A new Web session is listed in the details pane with a user name DomainName\user1 and client address 192.168.0.2.
Now that you have configured account information to be passed through Web browsers, you can apply ISA Server rules to Windows 2000 users accessing the Internet through Web browsers.
Exercise 3: Assigning a Protocol Rule to a Windows 2000 User
In this exercise, you configure an ISA Server rule to block Internet access for a particular Windows 2000 user.
To assign a protocol rule to a Windows 2000 user On Server1, open the ISA Management console and navigate to MyArray, Access Policy, Protocol Rules. Right-click the Protocol Rules folder, point to New and then click Rule.
The New Protocol Rule Wizard appears.
In the Protocol Rule Name text box, type DenyUser1. Click Next. On the Rule Action screen, select Deny, and then click Next. On the Protocols screen, leave All IP Traffic as the default, and then click Next. On the Schedule screen, leave Always as the default, and then click Next. On the Client Type screen, select the Specific Users And Groups radio button, and then click Next. On the Users And Groups screen, click Add.
The Select Users Or Groups window appears.
In the top pane, select user1, click Add, and then click OK.
The Users And Groups screen appears and DOMAIN01\user1 is listed in the Account box.
Click Next.
The Completing The New Protocol Rule Wizard screen appears.
Click Finish.
The ISA Management console appears.
DenyUser1 is listed as a protocol rule in the details pane of the Protocol Rules folder.

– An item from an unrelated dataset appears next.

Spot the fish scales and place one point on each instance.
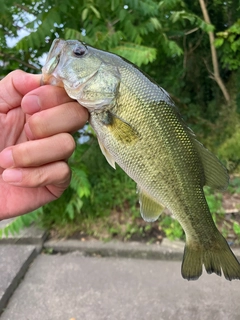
(139, 127)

In the console tree, select the Services folder of the Monitoring node, and then restart the Web Proxy and Firewall services. Switch to Server2. While you are logged on as user1, open Internet Explorer. If you already have an open browser, refresh your browser window.
The Enter Network Password dialog box appears. The user1 account name associated with the Web session has been blocked because of the DenyUser1 protocol rule. If you want to browse the Web while logged on as user1, you must provide the user name and password of another Windows 2000 account that has not been blocked by an ISA Server rule.
By creating protocol rules, you allow or refuse to allow clients to pass through ISA Server based on particular protocols or a sets of protocols. Protocol rules, along with site and content rules and IP packet filters, comprise an ISA Server's access policy.
Whenever a client requests an object beyond the firewall, ISA Server checks the protocol rules first. If a protocol rule does not exist allowing the client to communicate using the specific protocol of the request, or if a protocol rule specifically denies use of the protocol, the request is denied.
The protocols you can reference in protocol rules include a list of preconfigured definitions in ISA Server of the most commonly used protocols for networking and Internet services. You can also configure your own additional protocols for use in protocol rules.